45 employees, 2,000 clients and profitable growth anchor Fleet’s expansion across Europe and the US
Fleet, a French scale-up specialising in IT fleet management, equipment, and security for SMEs, announces the entry of ISAI Expansion into its capital through its ISAI Expansion III fund at a €100 million valuation.
After seven years of existence and having been entirely bootstrapped to date, Fleet is opening its capital to external investors for the first time.
This primary LBO transaction provides liquidity to the two founders, Sevan Marian and Alexandre Berriche, as well as to employees, while preserving a majority-independent shareholding structure.
I spoke to co-founder and CEO Sevan Marian to learn all about it.
From a leasing startup to a global IT operations platform for SMEs
Founded in April 2019, Fleet initially developed around a leasing offering that enabled SMEs to spread their IT investments over time.
The company has gradually expanded its positioning to support SMEs with 5 to 500 employees, often with a strong international footprint, built around three core pillars: IT procurement, with deliveries to over 120 countries in under 48 hours, day-to-day IT fleet management, and cybersecurity.
The more complex the hiring process is — remote teams, multiple geographies, cross-border employees—the more valuable Fleet becomes.
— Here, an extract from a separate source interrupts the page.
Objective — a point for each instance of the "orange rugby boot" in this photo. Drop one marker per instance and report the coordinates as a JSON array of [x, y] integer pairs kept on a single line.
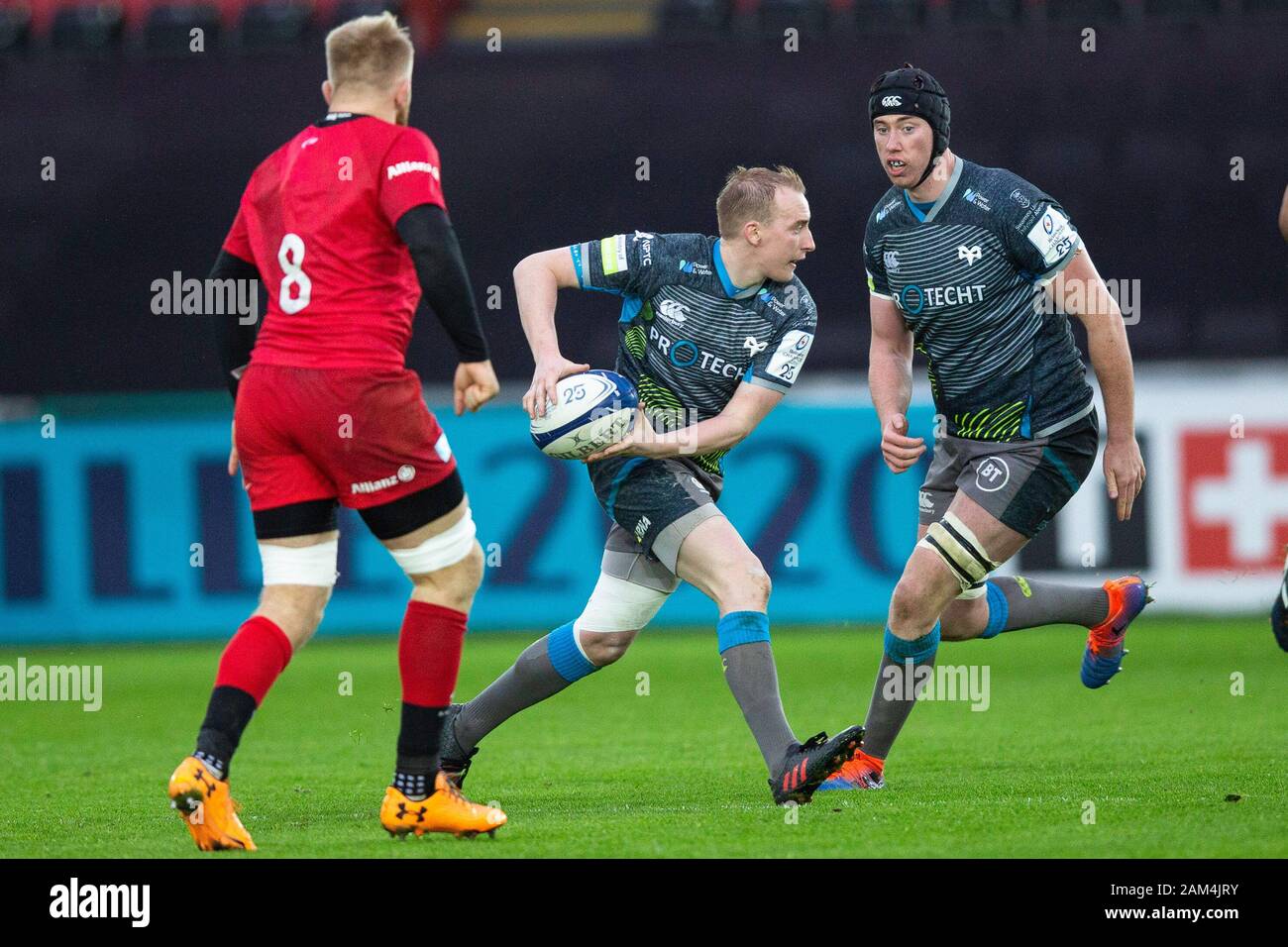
[[1103, 657], [207, 809], [445, 810]]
“Growth creates operational complexity, and we remove that friction,” explained Marian.
An international playbook
Fleet delivers in roughly 20 countries spanning India, Asia, and Africa, and operates across Europe and the US — a structure Marian says strengthens its cross-border positioning.
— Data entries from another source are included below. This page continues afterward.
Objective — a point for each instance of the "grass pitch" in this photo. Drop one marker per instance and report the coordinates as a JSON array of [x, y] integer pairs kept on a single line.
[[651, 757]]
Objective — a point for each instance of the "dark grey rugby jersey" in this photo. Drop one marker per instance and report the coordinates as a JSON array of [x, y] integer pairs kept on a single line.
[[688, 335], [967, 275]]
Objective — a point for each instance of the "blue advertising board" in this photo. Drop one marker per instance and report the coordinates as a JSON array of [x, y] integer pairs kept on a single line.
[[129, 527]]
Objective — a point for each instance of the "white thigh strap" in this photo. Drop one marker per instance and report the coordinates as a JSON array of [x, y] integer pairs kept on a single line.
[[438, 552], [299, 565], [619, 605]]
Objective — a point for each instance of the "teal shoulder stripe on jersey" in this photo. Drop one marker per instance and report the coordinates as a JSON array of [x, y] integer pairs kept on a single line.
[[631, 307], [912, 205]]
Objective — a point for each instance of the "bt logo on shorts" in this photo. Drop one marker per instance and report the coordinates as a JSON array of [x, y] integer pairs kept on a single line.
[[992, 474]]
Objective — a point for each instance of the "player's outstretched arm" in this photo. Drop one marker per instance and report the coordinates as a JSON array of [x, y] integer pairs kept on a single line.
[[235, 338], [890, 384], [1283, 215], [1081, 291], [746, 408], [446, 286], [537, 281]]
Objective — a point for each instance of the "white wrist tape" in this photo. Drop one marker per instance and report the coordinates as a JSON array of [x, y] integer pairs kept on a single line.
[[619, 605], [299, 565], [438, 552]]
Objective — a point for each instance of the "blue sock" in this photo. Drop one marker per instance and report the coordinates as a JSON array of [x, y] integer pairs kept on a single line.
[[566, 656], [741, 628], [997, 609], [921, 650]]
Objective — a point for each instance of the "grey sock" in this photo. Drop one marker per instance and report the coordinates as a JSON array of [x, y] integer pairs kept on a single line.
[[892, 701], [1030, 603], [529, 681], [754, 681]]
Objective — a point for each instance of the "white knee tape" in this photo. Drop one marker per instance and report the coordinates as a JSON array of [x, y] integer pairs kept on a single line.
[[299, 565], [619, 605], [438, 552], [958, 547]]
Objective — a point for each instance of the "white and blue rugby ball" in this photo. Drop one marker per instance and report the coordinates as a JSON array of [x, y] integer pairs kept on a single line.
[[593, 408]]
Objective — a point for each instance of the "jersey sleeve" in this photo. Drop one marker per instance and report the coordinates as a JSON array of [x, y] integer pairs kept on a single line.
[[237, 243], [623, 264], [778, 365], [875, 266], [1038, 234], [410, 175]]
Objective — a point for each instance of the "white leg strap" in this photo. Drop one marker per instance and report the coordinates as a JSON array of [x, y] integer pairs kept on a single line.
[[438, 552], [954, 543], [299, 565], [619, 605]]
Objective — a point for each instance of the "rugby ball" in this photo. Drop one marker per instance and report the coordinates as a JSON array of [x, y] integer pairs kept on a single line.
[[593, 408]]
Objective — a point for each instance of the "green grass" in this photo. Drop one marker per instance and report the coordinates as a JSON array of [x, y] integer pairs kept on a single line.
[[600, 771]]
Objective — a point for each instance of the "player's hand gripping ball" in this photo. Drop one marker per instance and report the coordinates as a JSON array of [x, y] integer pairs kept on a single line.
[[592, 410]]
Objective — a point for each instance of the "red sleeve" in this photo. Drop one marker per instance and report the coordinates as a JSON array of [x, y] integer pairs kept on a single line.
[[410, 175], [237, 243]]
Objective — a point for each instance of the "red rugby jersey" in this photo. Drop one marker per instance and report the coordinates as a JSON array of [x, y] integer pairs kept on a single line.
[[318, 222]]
“We see more US companies operating in Europe and Indian companies choosing us because we specialise in cross-border setups. Internationalisation has been a major driver.”
Alongside its geographic expansion, the company has become more sales-led.
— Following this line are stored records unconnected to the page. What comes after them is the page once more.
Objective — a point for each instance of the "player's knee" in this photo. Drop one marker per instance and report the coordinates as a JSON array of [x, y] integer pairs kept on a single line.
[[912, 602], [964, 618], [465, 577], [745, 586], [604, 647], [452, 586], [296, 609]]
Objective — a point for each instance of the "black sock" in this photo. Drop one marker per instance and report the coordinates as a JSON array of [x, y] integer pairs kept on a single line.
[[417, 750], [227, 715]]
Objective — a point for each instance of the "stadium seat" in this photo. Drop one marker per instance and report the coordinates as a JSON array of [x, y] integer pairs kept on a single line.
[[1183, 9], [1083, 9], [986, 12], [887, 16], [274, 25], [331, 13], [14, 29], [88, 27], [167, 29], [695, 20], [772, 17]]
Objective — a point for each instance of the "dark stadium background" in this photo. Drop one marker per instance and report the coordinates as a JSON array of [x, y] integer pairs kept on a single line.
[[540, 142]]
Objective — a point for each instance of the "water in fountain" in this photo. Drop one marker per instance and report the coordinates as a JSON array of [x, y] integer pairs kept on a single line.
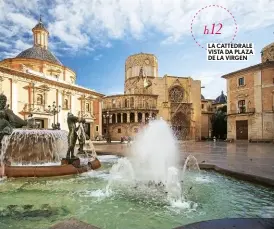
[[25, 146], [191, 163], [4, 146], [154, 159]]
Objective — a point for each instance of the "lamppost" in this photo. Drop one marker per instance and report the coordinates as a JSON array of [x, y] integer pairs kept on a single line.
[[150, 118], [107, 117], [54, 110]]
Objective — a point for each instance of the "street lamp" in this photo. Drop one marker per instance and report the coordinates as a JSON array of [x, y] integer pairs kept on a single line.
[[107, 117], [54, 110], [148, 119]]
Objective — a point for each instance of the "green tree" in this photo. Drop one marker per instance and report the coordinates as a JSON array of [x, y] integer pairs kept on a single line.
[[219, 123]]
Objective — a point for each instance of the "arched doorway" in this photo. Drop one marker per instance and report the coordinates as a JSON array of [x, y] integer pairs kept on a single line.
[[181, 126]]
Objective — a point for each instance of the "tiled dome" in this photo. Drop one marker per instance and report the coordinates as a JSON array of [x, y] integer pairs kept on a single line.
[[37, 52], [221, 99]]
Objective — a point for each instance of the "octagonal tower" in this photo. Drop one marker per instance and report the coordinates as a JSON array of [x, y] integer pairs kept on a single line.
[[137, 68]]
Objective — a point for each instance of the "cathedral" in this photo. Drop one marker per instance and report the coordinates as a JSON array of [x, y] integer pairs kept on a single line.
[[37, 84], [148, 96]]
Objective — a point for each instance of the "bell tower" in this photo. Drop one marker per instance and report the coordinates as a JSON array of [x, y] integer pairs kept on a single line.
[[40, 35]]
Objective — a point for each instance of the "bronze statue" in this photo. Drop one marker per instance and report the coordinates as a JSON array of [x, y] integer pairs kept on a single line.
[[72, 136], [13, 119], [5, 127], [82, 136]]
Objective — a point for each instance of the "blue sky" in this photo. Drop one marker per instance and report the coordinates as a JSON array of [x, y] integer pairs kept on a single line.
[[94, 37]]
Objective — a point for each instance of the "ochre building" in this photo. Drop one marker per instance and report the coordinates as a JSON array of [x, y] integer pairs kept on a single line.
[[147, 96], [36, 79], [250, 105]]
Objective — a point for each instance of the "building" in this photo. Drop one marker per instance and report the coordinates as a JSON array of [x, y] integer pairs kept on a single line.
[[250, 93], [146, 96], [36, 79], [209, 107]]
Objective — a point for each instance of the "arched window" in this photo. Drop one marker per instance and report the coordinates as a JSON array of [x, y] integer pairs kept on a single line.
[[176, 94], [39, 99], [126, 103], [65, 103], [87, 107], [131, 102]]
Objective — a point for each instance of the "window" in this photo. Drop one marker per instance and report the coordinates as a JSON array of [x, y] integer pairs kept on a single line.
[[39, 99], [87, 107], [113, 103], [65, 104], [241, 106], [176, 94], [241, 81]]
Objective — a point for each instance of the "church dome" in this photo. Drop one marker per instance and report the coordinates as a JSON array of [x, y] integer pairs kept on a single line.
[[38, 52], [267, 53], [221, 98]]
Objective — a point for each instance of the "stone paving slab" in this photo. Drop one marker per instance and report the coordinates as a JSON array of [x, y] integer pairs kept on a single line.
[[251, 159]]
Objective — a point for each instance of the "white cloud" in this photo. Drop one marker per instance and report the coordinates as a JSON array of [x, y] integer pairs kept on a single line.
[[108, 45], [89, 24], [20, 45], [98, 57]]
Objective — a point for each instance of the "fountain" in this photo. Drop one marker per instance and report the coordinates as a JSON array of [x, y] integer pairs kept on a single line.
[[29, 152], [154, 161]]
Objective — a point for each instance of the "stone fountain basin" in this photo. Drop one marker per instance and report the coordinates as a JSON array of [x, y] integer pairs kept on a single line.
[[43, 171], [48, 171]]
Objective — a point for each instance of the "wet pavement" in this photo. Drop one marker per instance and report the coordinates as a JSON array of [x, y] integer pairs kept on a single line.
[[255, 159]]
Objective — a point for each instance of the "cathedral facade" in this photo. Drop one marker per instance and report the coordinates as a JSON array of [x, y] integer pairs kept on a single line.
[[36, 83], [148, 96]]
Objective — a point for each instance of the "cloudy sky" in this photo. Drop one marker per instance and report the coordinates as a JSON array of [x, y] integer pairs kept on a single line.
[[94, 37]]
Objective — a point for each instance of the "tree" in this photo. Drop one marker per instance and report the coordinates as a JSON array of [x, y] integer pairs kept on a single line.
[[219, 123]]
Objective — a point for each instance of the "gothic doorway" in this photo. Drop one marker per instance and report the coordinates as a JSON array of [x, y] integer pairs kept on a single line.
[[242, 130], [181, 126]]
“We invested in building the team and improving execution on that side,” he adds.
Marian argues the company occupies a unique position in the market.
“Fortunately, Fleet doesn’t have direct competitors offering an international solution that combines leasing, financing, purchasing, warranty, insurance, and cybersecurity in one platform. I don’t think there’s another player delivering that full stack across so many geographies.”
In 2025, the company recorded growth of over 90 per cent, while maintaining a profitable model and a deliberately lean organisation.
Marian attributes the company’s growth to disciplined execution and a deliberate push into international markets. “It was mainly execution.”
“We expanded into multiple geographies and built a playbook for international expansion that works. Now we can replicate it market by market, and that’s given us a growing footprint.
We believe we’ve reached strong product-market fit. Every time we open a new market, customers respond very well.
We don’t face much direct competition, and our retention is strong — customers stay with us and keep adding equipment and licences.”
Bootstrapping is a strategy, not an ideology
Marian says the decision to bootstrap versus raise venture capital ultimately comes down to business fundamentals and founder priorities.
“Bootstrapping isn’t for everyone, just like venture capital isn’t for everyone”, he contends.
“It depends on your business model. You have to ask whether your company can generate the cash flow required to sustain growth.”
He argues that venture capital is best suited to companies designed for extreme scale.
“VC makes sense when you’re building something that could reach billion-euro scale — typically a highly scalable tech platform with recurring revenue and strong margins.”
Bootstrapping, by contrast, follows a different timeline and philosophy.
“It’s about strong cash flow, good margins, and long-term value creation. You may not build a billion-euro company in ten years — maybe in forty. It’s a different path, but it’s a great one.”
Marian stresses that the choice is not ideological.
“I’m also a venture investor myself, so I don’t see VC as bad. The key is deciding what you’re optimising for. If you bootstrap, your model must support operations and growth through working capital and healthy margins. You also need clarity on product-market fit early.”
Today, Fleet employs 45 people across Paris and Barcelona, serves nearly 2,000 clients — including Swedish unicorn Lovable, restaurant group Nouvelle Garde and Les Merveilleux de Fred — and operates actively in around ten European countries as well as in the United States.